If they fail to "elect a President by Inauguration Day, the Vice-President Elect serves as acting President until the deadlock is resolved in the House."
That McMullin has to finish among the top three electoral vote-getters means he’ll be on the offensive not just against Clinton and Trump but also Green Party nominee Jill Stein and Libertarian nominee Gary Johnson. The memo hits Stein for “warmed-over magical-thinking socialism and weirdness,” and slams Johnson, a former Republican governor of New Mexico, as “astonishingly weak and dangerous positions on foreign affairs and religious liberty.”
But blocking both Clinton and Trump from reaching 270 electoral votes will require a perfect storm for McMullin. ABC News’ most recent battleground map shows solid and leaning Democratic states putting Clinton at 275 electoral votes just as a baseline.
So either McMullin or Trump will need to pick off at least one vulnerable Clinton state – like Pennsylvania or Virginia – but McMullin has already missed those ballot deadlines. Other options include Colorado, where McMullin is on the ballot, and Nevada, where he is gathering signatures.
From there, Trump and McMullin would need to block Clinton from winning virtually every tossup state. McMullin, 40, is on the ballot in Iowa, but Trump would likely be on his own in Ohio, North Carolina, Florida and New Hampshire, where ballot deadlines have already passed.

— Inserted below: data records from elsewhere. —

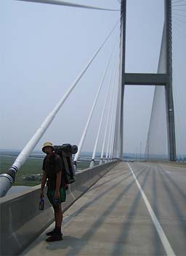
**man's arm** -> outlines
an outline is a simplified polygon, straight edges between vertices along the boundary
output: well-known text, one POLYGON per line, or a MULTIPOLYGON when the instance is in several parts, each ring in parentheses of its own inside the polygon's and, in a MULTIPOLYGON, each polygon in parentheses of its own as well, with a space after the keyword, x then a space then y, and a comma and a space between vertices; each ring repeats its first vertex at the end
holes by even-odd
POLYGON ((41 179, 41 194, 40 198, 44 197, 44 188, 46 182, 46 171, 43 171, 42 179, 41 179))
POLYGON ((58 171, 56 174, 56 187, 55 187, 55 195, 54 195, 54 198, 56 199, 59 199, 60 197, 60 187, 61 185, 61 175, 62 175, 62 171, 58 171))

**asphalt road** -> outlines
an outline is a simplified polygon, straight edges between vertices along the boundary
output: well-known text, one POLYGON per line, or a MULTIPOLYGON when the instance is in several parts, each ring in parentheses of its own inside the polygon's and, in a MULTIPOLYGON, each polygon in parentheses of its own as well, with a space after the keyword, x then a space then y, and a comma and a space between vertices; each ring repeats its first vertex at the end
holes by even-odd
POLYGON ((47 228, 21 255, 186 255, 186 168, 121 163, 65 212, 64 239, 47 228))

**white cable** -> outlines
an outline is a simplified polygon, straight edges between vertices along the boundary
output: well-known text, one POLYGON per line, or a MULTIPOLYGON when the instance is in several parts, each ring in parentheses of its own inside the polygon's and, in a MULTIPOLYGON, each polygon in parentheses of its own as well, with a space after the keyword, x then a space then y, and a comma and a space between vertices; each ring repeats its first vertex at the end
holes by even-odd
MULTIPOLYGON (((114 61, 114 66, 115 66, 115 63, 116 63, 116 61, 117 53, 116 53, 116 58, 115 58, 115 61, 114 61)), ((114 66, 113 66, 113 71, 112 71, 112 74, 111 74, 111 76, 110 76, 110 85, 111 84, 112 79, 113 79, 113 73, 114 73, 114 66)), ((114 87, 113 86, 112 90, 111 90, 111 93, 110 93, 111 97, 110 97, 110 104, 109 104, 109 107, 108 107, 107 122, 106 122, 105 135, 104 135, 103 143, 102 143, 102 147, 101 159, 103 158, 104 148, 105 148, 105 140, 106 140, 106 135, 107 135, 108 128, 109 114, 110 114, 110 108, 111 108, 111 104, 112 104, 112 96, 113 95, 113 89, 114 89, 114 87)))
MULTIPOLYGON (((116 63, 116 74, 115 74, 115 77, 116 77, 117 75, 117 66, 118 66, 118 63, 116 63)), ((111 121, 110 121, 110 136, 109 137, 109 154, 108 154, 108 158, 110 159, 111 158, 111 149, 112 149, 112 141, 113 141, 113 133, 114 132, 114 127, 115 127, 115 122, 113 120, 115 120, 115 110, 116 110, 116 102, 117 104, 116 98, 117 98, 117 93, 118 93, 118 86, 117 84, 116 83, 116 79, 114 81, 114 84, 116 85, 116 92, 113 96, 113 109, 112 109, 112 117, 111 117, 111 121)))
POLYGON ((113 11, 113 12, 118 12, 120 9, 108 9, 108 8, 100 8, 100 7, 94 7, 88 5, 82 5, 82 4, 77 4, 74 3, 68 3, 64 1, 57 1, 57 0, 15 0, 15 1, 29 1, 32 3, 39 3, 39 4, 55 4, 55 5, 61 5, 65 6, 68 7, 78 7, 78 8, 86 8, 86 9, 99 9, 102 11, 113 11))
POLYGON ((42 136, 44 134, 45 131, 54 120, 54 117, 56 116, 57 113, 71 93, 71 91, 74 89, 80 79, 82 77, 84 74, 86 72, 92 62, 94 61, 95 57, 97 55, 103 45, 105 44, 108 38, 110 36, 111 34, 113 31, 115 30, 118 21, 116 23, 114 26, 113 28, 112 29, 111 32, 109 34, 106 39, 104 41, 104 42, 101 44, 98 50, 96 51, 94 55, 93 55, 92 58, 88 62, 88 63, 86 65, 83 71, 80 73, 80 74, 77 77, 76 80, 73 82, 73 84, 70 85, 69 89, 67 90, 67 92, 65 93, 65 95, 62 96, 58 104, 55 106, 54 109, 51 112, 51 113, 47 116, 47 117, 44 120, 40 128, 37 130, 37 131, 35 133, 35 134, 33 136, 31 139, 28 142, 26 146, 24 147, 24 149, 22 150, 22 152, 20 153, 18 157, 16 158, 15 163, 12 166, 12 170, 14 170, 15 172, 18 171, 18 169, 21 167, 21 166, 25 163, 26 159, 28 158, 29 155, 32 152, 42 136))
MULTIPOLYGON (((110 58, 109 58, 109 61, 108 61, 108 66, 107 66, 107 68, 106 68, 107 71, 108 71, 108 66, 110 65, 110 60, 111 60, 111 58, 113 56, 113 54, 116 45, 116 44, 115 44, 115 45, 113 47, 113 51, 112 51, 112 53, 110 54, 110 58)), ((93 150, 92 158, 92 160, 94 160, 94 158, 95 158, 97 146, 97 143, 98 143, 98 140, 99 140, 99 137, 100 137, 100 134, 101 126, 102 126, 102 120, 103 120, 103 117, 104 117, 104 114, 105 114, 106 104, 108 102, 108 93, 109 93, 110 88, 110 85, 109 85, 109 86, 108 88, 107 96, 106 96, 106 98, 105 98, 105 104, 104 104, 104 106, 103 106, 103 109, 102 109, 102 115, 101 115, 101 118, 100 118, 100 123, 98 132, 97 132, 97 138, 96 138, 96 141, 95 141, 95 144, 94 144, 94 150, 93 150)))

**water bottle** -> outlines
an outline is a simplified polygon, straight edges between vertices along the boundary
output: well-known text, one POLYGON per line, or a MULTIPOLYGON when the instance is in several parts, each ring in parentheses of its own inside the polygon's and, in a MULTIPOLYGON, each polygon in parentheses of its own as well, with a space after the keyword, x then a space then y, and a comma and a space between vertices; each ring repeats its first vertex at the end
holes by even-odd
POLYGON ((54 204, 58 204, 59 203, 59 199, 54 198, 54 204))
POLYGON ((40 201, 39 201, 39 209, 41 211, 44 210, 44 198, 40 198, 40 201))

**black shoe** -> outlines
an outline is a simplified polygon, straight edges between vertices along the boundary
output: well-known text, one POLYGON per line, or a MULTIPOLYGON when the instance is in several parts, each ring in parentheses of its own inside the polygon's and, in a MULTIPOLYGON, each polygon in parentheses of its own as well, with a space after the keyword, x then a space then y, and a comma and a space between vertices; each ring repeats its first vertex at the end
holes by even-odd
POLYGON ((62 240, 62 235, 54 233, 52 236, 51 236, 50 237, 48 237, 46 239, 46 241, 60 241, 60 240, 62 240))
POLYGON ((55 233, 55 229, 54 229, 52 231, 46 233, 46 236, 52 236, 55 233))

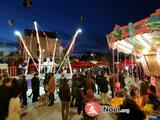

But perhaps the most daunting task would be McMullin’s need to win at least one state of his own in order to keep both candidates under 270. His best chance is Utah, but an independent candidate has not won an electoral vote since 1968.
The McMullin campaign says they are committed to winning electoral votes and the former CIA counterterrorism officer and former chief policy director of the House Republican conference is not just a protest candidate.
"It’s been 48 years since anyone other than the major party candidates won a state’s electoral votes,” Searby writes in the memo marked “confidential.” "It will be a signal that a new generation of American leadership has come.”
The memo also outlines the campaign’s efforts to get on ballots all over the country. They are on the ballot in Utah, Colorado, Iowa, and Louisiana, according to the campaign.
They are also actively gathering signatures in Minnesota, Idaho, Virginia and Wyoming, but they are also working on different strategies for other states. Such strategies include getting on minor parties with presidential ballot lines in states where they may be available like Minnesota, South Carolina, Oregon, Florida, New York, Hawaii and Delaware, among others.
They are also pursuing legal challenges in states where deadlines have passed and, despite the difficulty, Searby writes in the memo, they will pursue write-in campaigns in some states.
"Write-in candidacies, while challenging, are another option,” Searby notes. "In normal circumstances one might dismiss this” but, they argue, "it’s not complicated. We actually have faith in the American people’s ability to write. And given their other choices, we like our chances."
ABC News' John Kruzel contributed to this report.